- Born: Kottayam, Kerala, India
- Years active: 1999–2013 2024–Present
- Spouses: Nishanth Kumar ​ ​(m. 2004; div. 2011)​; Amal Neerad ​ ​(m. 2015)​;
- Parent(s): Janardhanan, Saraswathi
- Relatives: C. R. Omanakuttan (father-in-law)

= Jyothirmayi =

Indian actress

Jyothirmayi is an Indian actress, television presenter, and former model, who worked in Malayalam cinema. Starting her career as a model, she ventured into television, working as an anchor and later starring in numerous television shows.

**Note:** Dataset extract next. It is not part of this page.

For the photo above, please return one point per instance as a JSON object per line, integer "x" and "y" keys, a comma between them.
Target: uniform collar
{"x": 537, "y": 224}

Post second marriage, she had been on a career break and as of 2024, she made a comeback through her husband Amal Neerad's film Bougainvillea.

==Career==

Jyothirmayi started her career as a model and serial artist and gained recognition for her performance in the Malayalam soap opera, Indraneelam, directed by Suresh Krishnan. After a brief and unsuccessful stint acting in telefilms, she moved to feature films. In her first film Pilots (2000), she played a minor character and the film was a box office bomb. She was noticed after the release of Meesa Madhavan (2002) along with actor Dileep, in which she played the second female lead.

==Personal life==

She married Nishanth Kumar on 6 September 2004. Six years later the couple filed for divorce, and it was granted on 1 October 2011. She married film director and cinematographer Amal Neerad on 4 April 2015. They have a son.

==Filmography==

===Film===
- All films in Malayalam otherwise language noted

| Year | Title | Role | Notes |
| 2000 | Pilots | Bobby's sister |  |
| 2001 | Ishtam | Jyothi |  |
| 2002 | Bhavam | Latha | Won - Kerala State Film Award for Second Best Actress National Film Award (Special Mention) |
| Meesa Madhavan | Prabha |  |
| Nandanam | Bride | Guest appearance |
| Kalyanaraman | Radhika |  |
| 2003 | Ente Veedu Appuvinteyum | Meera |  |
| Pattalam | Bhama |  |
| Anyar | Raziya Banu |  |
| Hariharan Pillai Happy Aanu | Kavya |  |
| 2004 | Kathavasheshan | Renuka Menon |  |
| 2005 | Alice in Wonderland | Dr. Sunitha Rajagopal |  |
| 10 The Strangers | Sanjachala | Telugu film |
| Sivalingam I.P.S. | Meera | Tamil film |
| 2006 | Chacko Randaaman | Meenakshi |  |
| Moonnamathoral | Bala |  |
| Bada Dosth | Meenu |  |
| Idhaya Thirudan | Herself | Tamil film, item number |
| Thalai Nagaram | Divya | Tamil film |
| Pakal | Celine |  |
| 2007 | Sabari | Nandhini | Tamil film |
| Naan Avanillai | Ammukutty Menon | Tamil film |
| Periyar | Nagammal | Tamil film |
| Aakasham | Bhanu |  |
| Ayur Rekha | Mallika |  |
| 2008 | Arai En 305-il Kadavul | Buvana | Tamil film |
| Atayalangal | Meenakshi |  |
| Twenty:20 | Jyothi |  |
| Bandhu Balaga | Nisha | Kannada film |
| 2009 | Sagar Alias Jacky Reloaded | Dancer | Special appearance |
| Bharya Swantham Suhruthu | Urmila |  |
| Vedigundu Murugesan | Nachiyar | Tamil film |
| Kerala Cafe | Lalitha | segment Lalitham Hiranmayam |
| 2010 | Janakan | Dr. Rani Mathew |  |
| Chandala-bhikshuki | Matangi (chandala woman) |  |
| 2011 | Seniors | Elsamma |  |
| Ven Shankhu Pol | Indhu Nandan |  |
| Pachuvum Kovalanum | Sneha |  |
| 2012 | Navagatharkku Swagatham | Sreerekha |  |
| 2013 | Housefull | Emily |  |
| Sthalam | Priya |  |
| Urava | Maathangi |  |
| 2024 | Bougainvillea | Reethu / Esther Emmanuel |  |

==Accolades==

- Kerala State Film Award for Second Best Actress – Bhavam (2002)
- National Film Award (Special Mention) – Bhavam (2002)
- Kerala State Television Award for Best Actress – Avasthatarangal (2001)
- 55th Kerala State Film Awards - Special Mention - Bougainvillea (2024)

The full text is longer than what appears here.